Now that you know that estate plans require periodic maintenance and when that maintenance needs to happen, you are likely wondering what kinds of things in your estate plan require revision and updating. One topic that your estate planning attorney will probably cover when you review your estate plan is whether the laws have changed in ways that could impact the way your estate plan is designed to function. During an estate plan review, you’ll also examine the choices that you made regarding others who will play roles in executing various parts of your estate plan, such as your executor and, if you have a trust, the trustee or trustees you appointed. It’s possible that one or more of those individuals have passed away, or that they can no longer serve in that capacity when the time comes. You might also realize that one or more of those people are not trustworthy, or that you’re not comfortable with them playing such a significant role in handling your affairs.

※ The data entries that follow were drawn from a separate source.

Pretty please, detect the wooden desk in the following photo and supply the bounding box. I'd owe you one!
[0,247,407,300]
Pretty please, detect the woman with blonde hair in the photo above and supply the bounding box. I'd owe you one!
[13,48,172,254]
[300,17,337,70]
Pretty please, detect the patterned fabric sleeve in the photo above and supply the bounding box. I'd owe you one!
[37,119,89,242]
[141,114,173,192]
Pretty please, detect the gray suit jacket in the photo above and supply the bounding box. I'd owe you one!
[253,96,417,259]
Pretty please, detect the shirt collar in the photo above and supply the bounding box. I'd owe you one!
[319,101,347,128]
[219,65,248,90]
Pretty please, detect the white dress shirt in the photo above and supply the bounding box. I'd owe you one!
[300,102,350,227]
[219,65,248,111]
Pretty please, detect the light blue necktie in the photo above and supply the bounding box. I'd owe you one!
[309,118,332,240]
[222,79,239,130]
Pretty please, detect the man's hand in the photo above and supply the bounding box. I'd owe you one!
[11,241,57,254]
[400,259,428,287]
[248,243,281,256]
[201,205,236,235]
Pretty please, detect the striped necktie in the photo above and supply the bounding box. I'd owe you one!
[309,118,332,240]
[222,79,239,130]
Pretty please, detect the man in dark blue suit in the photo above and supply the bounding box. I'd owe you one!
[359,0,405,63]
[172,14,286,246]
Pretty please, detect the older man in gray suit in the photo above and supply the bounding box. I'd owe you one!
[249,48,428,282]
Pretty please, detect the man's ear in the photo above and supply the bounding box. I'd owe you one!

Beneficiaries are another area of an estate plan that require review and updating. IRAs, 401ks, life insurance policies, and any other assets in your estate plan that have beneficiary designations must be reviewed to ensure that those designations are accurate. When you pass away, each asset with a beneficiary designation will pass to the beneficiaries named in the designation regardless of your intent. For example, consider what would happen if you name your firstborn child as the beneficiary of your IRA. If you have two more children during your lifetime and you do not update your beneficiary designation to include them, the two children who are not named as beneficiaries do not inherit any of that IRA. Check each beneficiary designation to be sure that the named individual or individuals are the people whom you plan to transfer those assets to when you pass away. If you discover that one or more beneficiary designations are not accurate, work with your estate planning attorney to change them.